Is the t-stat at desired setpoint when indoor blower shuts down?


----------



## JohnH1 (Jan 9, 2009)

It could be eather the WR board or the blower mtr cooling speed. When you put the fan switch to on and run only the fan it is operating the motor in the heat speed setting. 
Try and switch the heating and cooling speed wires on the WR board and run it in the fan on setting again this will run the cooling speed. If it then runs without fault it must be the board.


----------



## carrara (Jun 22, 2009)

qbert said:


> Is the t-stat at desired setpoint when indoor blower shuts down?

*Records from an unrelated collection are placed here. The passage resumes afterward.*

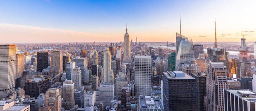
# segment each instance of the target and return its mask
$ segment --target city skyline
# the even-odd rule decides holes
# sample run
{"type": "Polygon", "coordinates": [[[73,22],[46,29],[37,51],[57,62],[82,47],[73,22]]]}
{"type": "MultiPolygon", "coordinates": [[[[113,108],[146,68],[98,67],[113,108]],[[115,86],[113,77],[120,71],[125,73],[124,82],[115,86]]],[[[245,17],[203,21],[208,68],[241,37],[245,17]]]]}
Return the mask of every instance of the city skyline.
{"type": "Polygon", "coordinates": [[[0,43],[174,42],[180,33],[193,42],[253,42],[256,1],[2,0],[0,43]]]}

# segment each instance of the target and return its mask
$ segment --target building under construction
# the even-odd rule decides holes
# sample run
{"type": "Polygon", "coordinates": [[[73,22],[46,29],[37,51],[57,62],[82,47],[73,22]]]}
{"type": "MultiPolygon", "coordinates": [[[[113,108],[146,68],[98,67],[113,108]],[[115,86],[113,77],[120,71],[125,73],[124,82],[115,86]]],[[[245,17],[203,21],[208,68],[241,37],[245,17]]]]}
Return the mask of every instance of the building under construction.
{"type": "Polygon", "coordinates": [[[242,60],[243,61],[247,62],[249,59],[249,51],[245,43],[245,38],[244,38],[244,35],[242,35],[243,38],[241,38],[241,48],[238,49],[239,51],[238,56],[239,59],[242,60]]]}

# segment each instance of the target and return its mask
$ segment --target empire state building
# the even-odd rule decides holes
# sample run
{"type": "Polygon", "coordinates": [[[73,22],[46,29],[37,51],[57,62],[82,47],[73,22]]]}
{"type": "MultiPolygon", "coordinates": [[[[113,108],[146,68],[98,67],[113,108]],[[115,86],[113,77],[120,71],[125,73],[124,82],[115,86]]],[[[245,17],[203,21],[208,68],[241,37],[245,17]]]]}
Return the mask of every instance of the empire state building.
{"type": "Polygon", "coordinates": [[[126,25],[126,33],[124,34],[124,62],[130,63],[131,60],[130,52],[130,37],[127,33],[127,26],[126,25]]]}

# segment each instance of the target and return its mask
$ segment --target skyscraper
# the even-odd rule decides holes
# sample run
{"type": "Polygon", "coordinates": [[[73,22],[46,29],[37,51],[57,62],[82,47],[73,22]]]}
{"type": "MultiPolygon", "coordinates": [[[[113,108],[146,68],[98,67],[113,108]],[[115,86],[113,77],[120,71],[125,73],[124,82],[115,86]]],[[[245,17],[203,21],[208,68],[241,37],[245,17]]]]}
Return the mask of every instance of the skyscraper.
{"type": "Polygon", "coordinates": [[[98,52],[95,50],[92,56],[92,64],[99,65],[99,56],[98,52]]]}
{"type": "Polygon", "coordinates": [[[62,52],[54,51],[51,53],[51,75],[54,77],[63,71],[62,52]]]}
{"type": "Polygon", "coordinates": [[[114,74],[111,69],[110,53],[108,48],[103,51],[102,79],[105,82],[114,82],[114,74]]]}
{"type": "Polygon", "coordinates": [[[75,84],[75,88],[79,89],[82,85],[81,70],[78,67],[76,67],[73,69],[71,75],[72,76],[72,81],[75,84]]]}
{"type": "Polygon", "coordinates": [[[193,45],[194,48],[194,55],[195,58],[198,58],[199,53],[204,53],[204,45],[193,45]]]}
{"type": "Polygon", "coordinates": [[[0,98],[15,90],[16,48],[15,44],[0,45],[0,98]]]}
{"type": "Polygon", "coordinates": [[[151,95],[151,58],[150,56],[135,56],[135,95],[151,95]]]}
{"type": "Polygon", "coordinates": [[[67,63],[67,67],[66,68],[66,79],[68,80],[72,80],[71,74],[73,69],[76,67],[76,62],[71,62],[67,63]]]}
{"type": "Polygon", "coordinates": [[[47,68],[48,65],[48,52],[38,52],[36,64],[36,71],[42,72],[43,69],[47,68]]]}
{"type": "Polygon", "coordinates": [[[86,58],[86,56],[87,56],[87,53],[86,52],[86,50],[81,50],[81,58],[86,58]]]}
{"type": "Polygon", "coordinates": [[[256,59],[256,42],[253,42],[253,49],[254,53],[254,58],[256,59]]]}
{"type": "Polygon", "coordinates": [[[50,88],[45,96],[45,106],[52,108],[52,111],[61,111],[61,97],[58,89],[50,88]]]}
{"type": "Polygon", "coordinates": [[[65,110],[70,110],[75,106],[74,87],[74,84],[72,80],[65,80],[63,83],[62,105],[65,110]]]}
{"type": "MultiPolygon", "coordinates": [[[[180,39],[179,38],[180,37],[176,37],[176,39],[180,39]]],[[[180,47],[178,49],[179,50],[176,55],[175,69],[176,71],[181,71],[182,66],[183,64],[195,64],[194,48],[192,40],[185,39],[184,40],[178,41],[180,47]]]]}
{"type": "Polygon", "coordinates": [[[16,77],[21,78],[24,70],[25,70],[24,54],[17,54],[16,56],[16,77]]]}
{"type": "Polygon", "coordinates": [[[124,34],[124,62],[130,63],[131,61],[130,53],[130,37],[127,33],[127,26],[126,26],[126,33],[124,34]]]}
{"type": "Polygon", "coordinates": [[[165,110],[197,111],[195,79],[181,71],[163,73],[165,110]]]}
{"type": "Polygon", "coordinates": [[[176,56],[177,56],[178,51],[179,51],[179,49],[180,49],[180,42],[182,41],[184,41],[185,40],[188,40],[188,38],[181,35],[177,33],[176,33],[176,56]]]}
{"type": "Polygon", "coordinates": [[[206,77],[205,111],[224,111],[223,89],[228,89],[227,71],[223,62],[210,62],[206,77]]]}
{"type": "Polygon", "coordinates": [[[76,62],[76,66],[78,66],[81,70],[81,74],[82,74],[82,82],[85,81],[84,75],[85,71],[88,69],[88,59],[87,58],[76,58],[74,59],[74,61],[76,62]]]}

No. the indoor blower will run for a few min and off a few min until the desired temp is reached while the outdoor unit is running non stop. (during very hot temp outside, the indoor may never reach the set temp)


----------



## carrara (Jun 22, 2009)

JohnH1 said:


> It could be eather the WR board or the blower mtr cooling speed. When you put the fan switch to on and run only the fan it is operating the motor in the heat speed setting.
> Try and switch the heating and cooling speed wires on the WR board and run it in the fan on setting again this will run the cooling speed. If it then runs without fault it must be the board.


Can you tell me which two wires to switch to test the board? I am kind of guessing the ones on the right side of the board? Just want to be sure? What about the dip switch? where can I find a wiring diagram? (I was not able to find anything on white rodgers site) Thanks a lot.


----------



## SKIP4661 (Dec 3, 2008)

You may have a contactor that is putting an excessive draw on the low voltage which is causing the blower relay to drop out from a lack of voltage. Could also be a voltage drop from the thermostat.
If you have a meter check your board, r to c, y to c and g to c with the ac running. Then turn ac off and turn the fan on and check all again. Let us know what you find.


----------



## kenmac (Feb 26, 2009)

I would say to check the cooling speed terminal at the board & see if you are loosing voltage (110-120) when the fan stops.. If not I would say something is getting hot on the board & dropping the voltage to the relay that feeds the fan


----------



## JohnH1 (Jan 9, 2009)

carrara said:


> Can you tell me which two wires to switch to test the board? I am kind of guessing the ones on the right side of the board? Just want to be sure? What about the dip switch? where can I find a wiring diagram? (I was not able to find anything on white rodgers site) Thanks a lot.


Look at were the wires are plugged in at on the right side of the board the terminals are usually marked heat and cool. they are probly the black for cool and the blue for heat.


----------